Алёшка, сидевший на крылечке, потёр красные воспалённые глаза и поёжился, поправляя старую куртку. Казалось, солнце пригревает, а потянет ветерок и сразу знобит. Что ни говори — осень на дворе. Он вздохнул. Вот уж который день не спит. Вроде закроет глаза, а сон не идёт. Всё бабу Шуру вспоминает. К ней привязался, когда родители померли. Баба Шура забрала его к себе. Одна жила. Дед Василий давно пропал. Вышел на двор и исчез. Долго искали, но не нашли. Разное говорили в деревне, будто он с нечистой водится, но чаще дурачком называли, но баба Шура никого не велела слушать. Говорила, что дед Василий хорошим мужиком был. Пусть у него мозги набекрень и со своей чудинкой, но все люди такие же, как дед и ничем не лучше, а может и похуже, но скрывают это. И обещала, когда Алёшка вырастет, рассказать про него. Алёшка остался жить с баб Шурой. В школе слабенько учился. Бог ума не дал, как соседи говорили. Учителя махнули рукой, что толку тратить на него время, если ветер в голове гуляет. В одно ухо влетает, а из другого со свистом выскакивает. Сидит на уроках и ворон в небе считает. А бывало по осени, когда птицы собирались в стаи, Алёшка выскакивал из класса и начинал кружить по двору, словно взлететь пытался. Девчонки смеялись и дураком обзывали, а мальчишки нередко лупили его, а он ни на кого не обижался. Он смотрел на всех и улыбался — широко и радостно. Учителя головой качали, мол, бабка Шурка, ты намучаешься с внуком-то. А когда тебя не будет, совсем пропадёт паренёк.

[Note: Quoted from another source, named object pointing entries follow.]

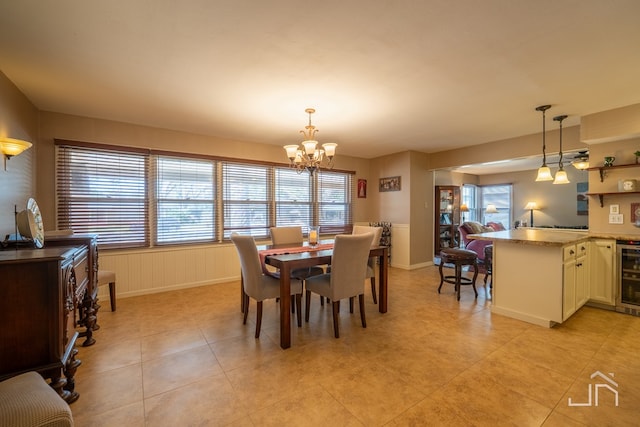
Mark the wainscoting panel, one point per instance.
(157, 270)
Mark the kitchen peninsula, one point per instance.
(539, 276)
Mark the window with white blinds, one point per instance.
(185, 200)
(245, 197)
(335, 192)
(103, 192)
(293, 198)
(138, 198)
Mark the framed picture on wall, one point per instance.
(362, 188)
(582, 198)
(391, 183)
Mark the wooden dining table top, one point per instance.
(288, 257)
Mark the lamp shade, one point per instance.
(12, 147)
(491, 209)
(544, 174)
(561, 177)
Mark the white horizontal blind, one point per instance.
(335, 193)
(246, 199)
(130, 197)
(185, 200)
(103, 192)
(500, 196)
(293, 198)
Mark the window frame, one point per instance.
(273, 202)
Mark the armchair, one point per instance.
(473, 227)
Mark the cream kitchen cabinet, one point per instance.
(575, 278)
(602, 272)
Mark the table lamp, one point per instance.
(464, 208)
(531, 206)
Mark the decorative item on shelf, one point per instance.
(544, 173)
(307, 156)
(391, 183)
(531, 206)
(464, 208)
(12, 147)
(627, 185)
(29, 229)
(581, 160)
(635, 214)
(561, 175)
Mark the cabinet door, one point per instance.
(569, 288)
(601, 271)
(582, 281)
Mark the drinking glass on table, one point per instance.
(314, 231)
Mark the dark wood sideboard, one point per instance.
(86, 302)
(43, 298)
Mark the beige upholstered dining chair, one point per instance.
(346, 280)
(371, 264)
(258, 285)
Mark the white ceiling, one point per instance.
(384, 76)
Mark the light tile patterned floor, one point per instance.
(184, 358)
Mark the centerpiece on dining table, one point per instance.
(314, 231)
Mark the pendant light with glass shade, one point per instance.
(544, 173)
(561, 175)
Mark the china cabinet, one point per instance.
(446, 217)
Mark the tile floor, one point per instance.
(183, 358)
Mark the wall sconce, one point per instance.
(464, 208)
(531, 206)
(12, 147)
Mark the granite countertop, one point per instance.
(548, 236)
(534, 236)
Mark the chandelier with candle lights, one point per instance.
(308, 156)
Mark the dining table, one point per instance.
(287, 258)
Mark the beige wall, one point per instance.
(557, 203)
(421, 210)
(18, 119)
(599, 216)
(507, 149)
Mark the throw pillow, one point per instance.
(473, 227)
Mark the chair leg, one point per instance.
(475, 276)
(373, 290)
(299, 309)
(259, 319)
(112, 295)
(362, 315)
(441, 276)
(246, 308)
(336, 327)
(307, 300)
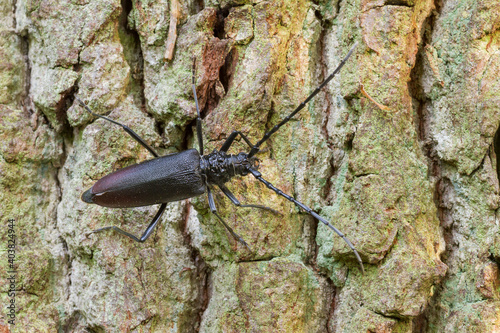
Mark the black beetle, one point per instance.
(190, 173)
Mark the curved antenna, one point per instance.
(255, 149)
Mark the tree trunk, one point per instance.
(398, 152)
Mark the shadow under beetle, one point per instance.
(191, 173)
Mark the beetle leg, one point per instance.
(127, 129)
(236, 202)
(211, 203)
(308, 210)
(198, 117)
(146, 234)
(230, 139)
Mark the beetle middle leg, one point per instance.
(308, 210)
(213, 209)
(147, 232)
(236, 202)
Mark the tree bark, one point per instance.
(398, 152)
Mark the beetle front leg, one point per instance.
(147, 232)
(127, 129)
(211, 203)
(230, 139)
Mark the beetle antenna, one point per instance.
(198, 117)
(266, 136)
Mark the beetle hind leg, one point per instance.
(147, 232)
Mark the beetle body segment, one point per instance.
(164, 179)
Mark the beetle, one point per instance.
(190, 173)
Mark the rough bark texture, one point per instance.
(399, 152)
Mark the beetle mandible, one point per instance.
(191, 173)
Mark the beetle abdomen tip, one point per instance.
(87, 196)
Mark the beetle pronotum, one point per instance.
(191, 173)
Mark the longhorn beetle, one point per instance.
(191, 173)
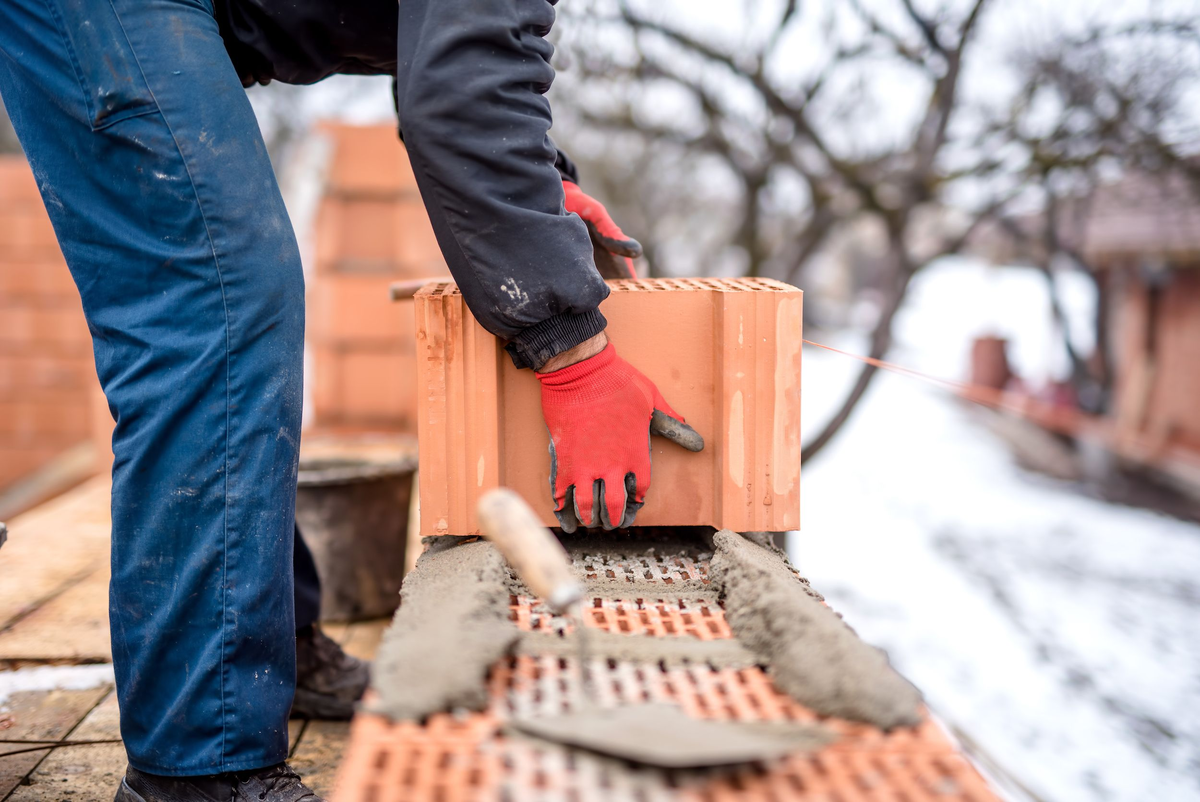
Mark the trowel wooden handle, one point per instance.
(537, 556)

И советовали, чтобы сдала его в детдом или в специальный интернат, где такие же живут, как он, а то и похуже. Убогие — одним словом. А баба Шура хмурилась, и начинала грозить всеми земными и небесными карами, за то, что живого человека хотят на погибель отправить и говорила, что костьми ляжет, но не отдаст родного внучка. Пусть мозги набекрень, как у деда Василия, но он же человек — это главное! Как же можно взять и своими руками родную кровиночку в интернат отдать? И грозила скрюченным пальцем…

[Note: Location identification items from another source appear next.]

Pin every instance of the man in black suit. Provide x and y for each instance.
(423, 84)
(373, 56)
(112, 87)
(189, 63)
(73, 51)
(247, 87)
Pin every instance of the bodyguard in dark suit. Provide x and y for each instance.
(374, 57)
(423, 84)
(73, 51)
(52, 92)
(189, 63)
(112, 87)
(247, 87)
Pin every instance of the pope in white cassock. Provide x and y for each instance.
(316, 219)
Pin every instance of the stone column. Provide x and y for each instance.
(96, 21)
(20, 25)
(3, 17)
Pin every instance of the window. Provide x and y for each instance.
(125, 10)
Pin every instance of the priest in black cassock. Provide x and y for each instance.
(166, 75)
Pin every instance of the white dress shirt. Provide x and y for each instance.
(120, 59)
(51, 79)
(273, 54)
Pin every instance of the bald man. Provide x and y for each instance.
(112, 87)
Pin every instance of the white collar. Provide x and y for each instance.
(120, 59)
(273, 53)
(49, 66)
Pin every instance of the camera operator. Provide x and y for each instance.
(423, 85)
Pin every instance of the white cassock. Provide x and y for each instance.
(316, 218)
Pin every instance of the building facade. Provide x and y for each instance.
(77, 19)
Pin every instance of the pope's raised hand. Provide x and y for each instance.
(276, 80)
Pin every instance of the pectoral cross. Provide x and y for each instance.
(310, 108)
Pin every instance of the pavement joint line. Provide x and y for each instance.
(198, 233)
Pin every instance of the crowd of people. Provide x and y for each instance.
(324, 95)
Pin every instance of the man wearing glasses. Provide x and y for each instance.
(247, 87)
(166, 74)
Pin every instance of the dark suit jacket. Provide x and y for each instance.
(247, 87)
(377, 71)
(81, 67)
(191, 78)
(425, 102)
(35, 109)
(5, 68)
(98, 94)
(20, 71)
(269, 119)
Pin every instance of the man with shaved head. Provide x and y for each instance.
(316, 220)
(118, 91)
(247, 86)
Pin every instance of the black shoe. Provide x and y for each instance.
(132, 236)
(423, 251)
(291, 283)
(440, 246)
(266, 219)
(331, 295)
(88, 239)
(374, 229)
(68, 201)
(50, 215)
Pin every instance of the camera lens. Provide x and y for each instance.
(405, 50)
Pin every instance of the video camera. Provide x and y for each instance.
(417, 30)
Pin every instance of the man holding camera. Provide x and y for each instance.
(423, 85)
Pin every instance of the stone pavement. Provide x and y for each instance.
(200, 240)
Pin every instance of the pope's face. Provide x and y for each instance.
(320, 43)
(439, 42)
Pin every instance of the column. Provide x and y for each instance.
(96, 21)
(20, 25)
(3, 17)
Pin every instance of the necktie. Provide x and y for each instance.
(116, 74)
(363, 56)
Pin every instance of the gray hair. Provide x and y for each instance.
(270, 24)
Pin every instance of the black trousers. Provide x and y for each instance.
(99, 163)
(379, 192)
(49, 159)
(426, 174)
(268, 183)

Баба Шура повезла внука в райцентр, врачам показала. Может, таблетки или микстуру выпишут, чтобы умишка прибавилось. Всего лишь капельку, а больше и не нужно. Жалко внучка, к жизни неприспособлен. Врачи руками развели. Если своего ума нет, чужого не добавишь. Хворобу в башке нашли. Какое-то наследство передалось, как баба Шура всем говорила, а потом смеялась, что богатым будет внук-то и справки показывала, а что там понаписали врачи, чёрт ногу сломает. Махнёт рукой баба Шура и меленько засмеётся, прикрывая беззубый рот уголком косынки. А потом пристроила Алёшку в мастерские. Пусть полы подметает да всякие железяки таскает, чем сиднем сидеть дома. Глядишь, копеечку заработает. Какая-никакая, а помощь. Там Алёшке понравилось. Особенно, когда разрешали в кабине посидеть. Вот уж радовался! И Алёшка стал в мастерской пропадать с утра до вечера. Особенно, когда посевная или уборочная, когда каждая пара рук на вес золота, даже руки убогонького. Вернётся домой, усядется за стол, а сам носом клюёт. Не успеет улечься, уже засопел. И почти всегда один и тот же сон, будто баба Шура стоит возле калитки и ладошкой машет ему, словно подзывает, чтобы поторопился, а сама улыбается и вся светлая-светлая. Родители не снились. Ни разу. Потому что не помнил их. Так, какие-то образы мелькали и всё. И деда Василия не видел, только на фотографии. А баба Шура всегда во сне приходила. Наверное, успевал соскучиться за день. А она жалела его, всё расстраивалась, как он будет жить с птичьими мозгами, если ни к чему не приспособлен. Всё дожидалась, что старшая дочка приедет. Надеялась, что Алёшку к себе заберёт. И не дождалась. Померла. Тихо ушла, незаметно…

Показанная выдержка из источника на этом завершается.